The increased issuance of corporate bonds (TPDN) has caused banks' cost of funds (COF) to increase in 2025. Yuanta Securities forecasts that COF may increase by 10-50 basis points, due to the impact of the USD/VND exchange rate and the need to mobilize long-term capital through bonds.

However, issuing long-term bonds is a solution to help banks meet the regulation on the ratio of short-term capital used for long-term loans, which is limited to a ceiling of 30%, especially for banks focusing on long-term loans. However, this increases the cost of capital, while lending interest rates are controlled, which can narrow the net interest margin (NIM) of the banking industry.

Banks with high CASA ratios, such as Techcombank, MB, VPBank, TPBank, VietinBank, will have an advantage in controlling capital costs and optimizing NIM. By the end of 2024, MB's CASA ratio will reach 38%, Techcombank will be 35.9%, Vietcombank 35%, MSB 24.9%, VietinBank 23.9%, ACB 22%, TPBank 20.9%, BIDV 19.5%, SeABank 18.8%, and Sacombank 18%.

On the contrary, banks with low CASA ratios such as Bac A Bank (2.92%), VietA Bank (4.07%), VietBank (4.95%), Nam A Bank (6.31%), KienLong Bank (6.43%) will face great pressure when capital costs increase. In this situation, the strategy of maintaining high CASA ratios and optimizing operating costs will be important factors to help banks maintain profitability and competitiveness.

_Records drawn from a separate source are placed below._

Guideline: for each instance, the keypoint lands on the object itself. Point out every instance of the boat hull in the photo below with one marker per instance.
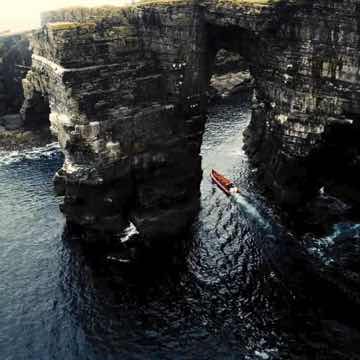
(219, 180)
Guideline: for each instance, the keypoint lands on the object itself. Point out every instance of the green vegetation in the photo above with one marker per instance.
(64, 26)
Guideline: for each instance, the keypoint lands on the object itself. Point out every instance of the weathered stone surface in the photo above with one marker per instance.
(11, 122)
(15, 61)
(127, 89)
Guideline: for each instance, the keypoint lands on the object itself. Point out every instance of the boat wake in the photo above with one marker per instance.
(250, 210)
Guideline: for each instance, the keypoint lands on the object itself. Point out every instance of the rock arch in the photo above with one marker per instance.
(127, 91)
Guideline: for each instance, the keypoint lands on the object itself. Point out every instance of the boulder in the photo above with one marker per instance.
(11, 122)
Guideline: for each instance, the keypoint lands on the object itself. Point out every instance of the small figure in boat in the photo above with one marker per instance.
(223, 183)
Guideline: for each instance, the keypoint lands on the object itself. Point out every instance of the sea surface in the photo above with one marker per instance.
(246, 289)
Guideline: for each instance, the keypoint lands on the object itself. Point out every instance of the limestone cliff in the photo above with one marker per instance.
(15, 61)
(127, 93)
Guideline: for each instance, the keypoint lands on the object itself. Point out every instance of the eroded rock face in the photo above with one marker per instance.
(127, 93)
(15, 61)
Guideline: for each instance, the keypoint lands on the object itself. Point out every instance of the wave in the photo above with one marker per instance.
(47, 151)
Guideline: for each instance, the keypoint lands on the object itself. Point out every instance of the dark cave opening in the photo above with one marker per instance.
(335, 164)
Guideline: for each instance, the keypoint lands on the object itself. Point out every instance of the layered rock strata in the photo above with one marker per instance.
(15, 61)
(127, 92)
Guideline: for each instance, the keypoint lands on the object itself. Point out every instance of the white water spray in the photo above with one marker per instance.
(250, 210)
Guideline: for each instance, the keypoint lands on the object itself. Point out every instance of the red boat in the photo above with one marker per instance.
(223, 183)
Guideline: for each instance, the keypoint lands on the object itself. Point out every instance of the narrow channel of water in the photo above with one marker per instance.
(245, 291)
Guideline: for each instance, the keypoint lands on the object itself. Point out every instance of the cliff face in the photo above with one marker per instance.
(127, 93)
(15, 60)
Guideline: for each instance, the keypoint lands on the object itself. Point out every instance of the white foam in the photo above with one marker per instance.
(129, 232)
(249, 209)
(10, 157)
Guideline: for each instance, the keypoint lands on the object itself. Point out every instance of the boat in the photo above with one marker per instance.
(226, 185)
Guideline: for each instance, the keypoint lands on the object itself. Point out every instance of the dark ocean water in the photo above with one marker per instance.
(244, 291)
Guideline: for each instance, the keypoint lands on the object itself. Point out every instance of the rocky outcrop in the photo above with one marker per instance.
(127, 92)
(230, 75)
(15, 61)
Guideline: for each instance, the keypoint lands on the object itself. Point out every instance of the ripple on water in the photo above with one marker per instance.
(227, 302)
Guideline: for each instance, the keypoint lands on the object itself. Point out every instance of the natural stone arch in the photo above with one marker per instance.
(127, 93)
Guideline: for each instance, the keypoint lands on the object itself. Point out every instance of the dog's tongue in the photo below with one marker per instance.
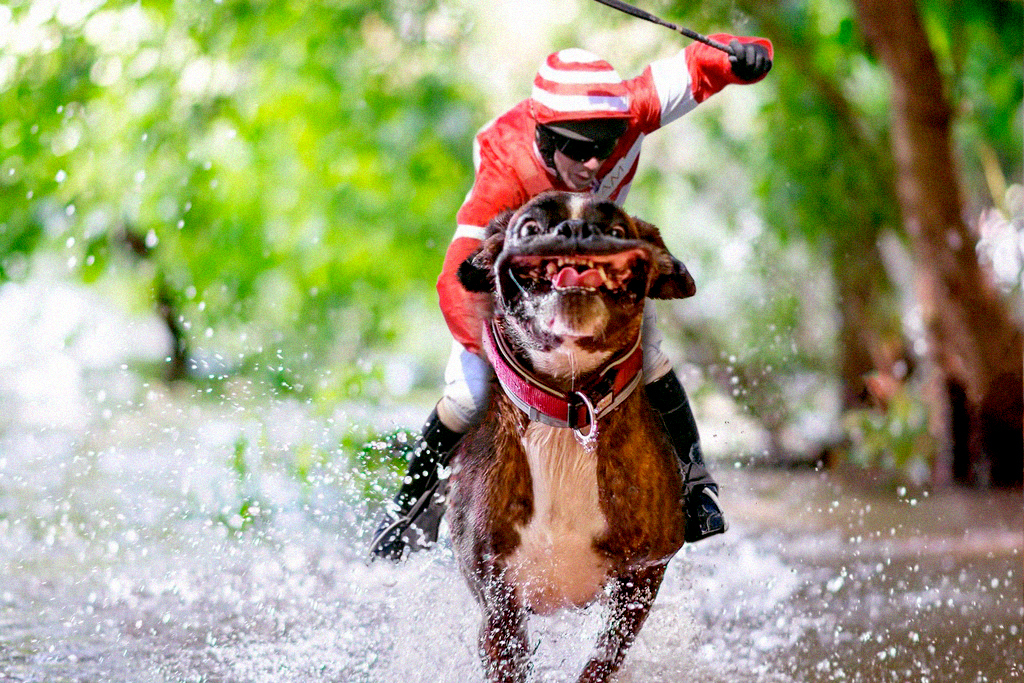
(568, 276)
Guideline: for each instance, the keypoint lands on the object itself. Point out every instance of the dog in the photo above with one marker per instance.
(568, 491)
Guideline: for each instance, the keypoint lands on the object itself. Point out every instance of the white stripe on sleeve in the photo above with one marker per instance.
(473, 231)
(672, 81)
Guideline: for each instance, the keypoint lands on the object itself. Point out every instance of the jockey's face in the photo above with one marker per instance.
(578, 175)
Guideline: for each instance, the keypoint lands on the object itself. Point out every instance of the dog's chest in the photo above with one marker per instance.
(556, 564)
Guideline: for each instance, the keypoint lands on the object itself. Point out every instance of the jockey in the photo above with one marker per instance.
(580, 131)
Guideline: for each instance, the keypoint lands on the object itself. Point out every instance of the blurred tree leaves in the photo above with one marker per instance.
(286, 171)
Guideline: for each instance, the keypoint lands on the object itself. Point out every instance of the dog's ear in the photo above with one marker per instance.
(672, 280)
(476, 272)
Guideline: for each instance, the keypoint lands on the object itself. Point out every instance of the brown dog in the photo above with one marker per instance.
(567, 492)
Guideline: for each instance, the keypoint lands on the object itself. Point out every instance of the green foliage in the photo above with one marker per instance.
(895, 438)
(281, 162)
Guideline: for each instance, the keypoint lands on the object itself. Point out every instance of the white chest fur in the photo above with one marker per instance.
(556, 565)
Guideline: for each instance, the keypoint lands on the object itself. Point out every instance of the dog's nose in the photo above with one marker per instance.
(579, 229)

Faced with credit growth pressure, the State Bank's business trend survey results show that the system-wide capital mobilization interest rate is forecast to remain stable in the second quarter, with an increase of 0.02% for terms over 6 months and an increase of 0.17% for terms under 6 months in 2025. Meanwhile, the system-wide lending interest rate is forecast to decrease slightly from 0.03% to 0.08% in the second quarter and the whole year of 2025.